2) Now you know which entities are in water, just call mHydrax->addEntityInWater(ent)... done!

Having said that, I have not fully tested this patch but I *think* it works...

And there are many other optimizations that can be done.. eg multithreading using JobSwarm but this will take more time. I tried this previously, but the FPS counter just get worse, but I believe this is the correct approach just that it needs fine-tuning ie the number of jobs spawned vs the each job workload (too little or too much workload for a job then FPS suffer).

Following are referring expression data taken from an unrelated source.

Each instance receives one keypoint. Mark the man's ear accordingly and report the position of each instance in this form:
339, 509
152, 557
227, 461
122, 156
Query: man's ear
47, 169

If this get done correctly, I think the performance can go up by at least 50%... drool.. hehe

Ogre library is showing up in the profiler to be consuming ~20% of the time, and half of it is spent on... Vector3::normalisedCopy and Vector3::dotProduct. So again, SIMD class like in here: can be inserted and have another huge FPS gain!

And also, this patch is meant for VC++ and I am using VC 2005. So for non-vc programmer, there are non-standard keyword like __forceinline so I am not sure how it works out.


26-11-2010 07:33:41

Would you realease a version of your Hydrax,with Binaries and source please?
Instead of applying a patch.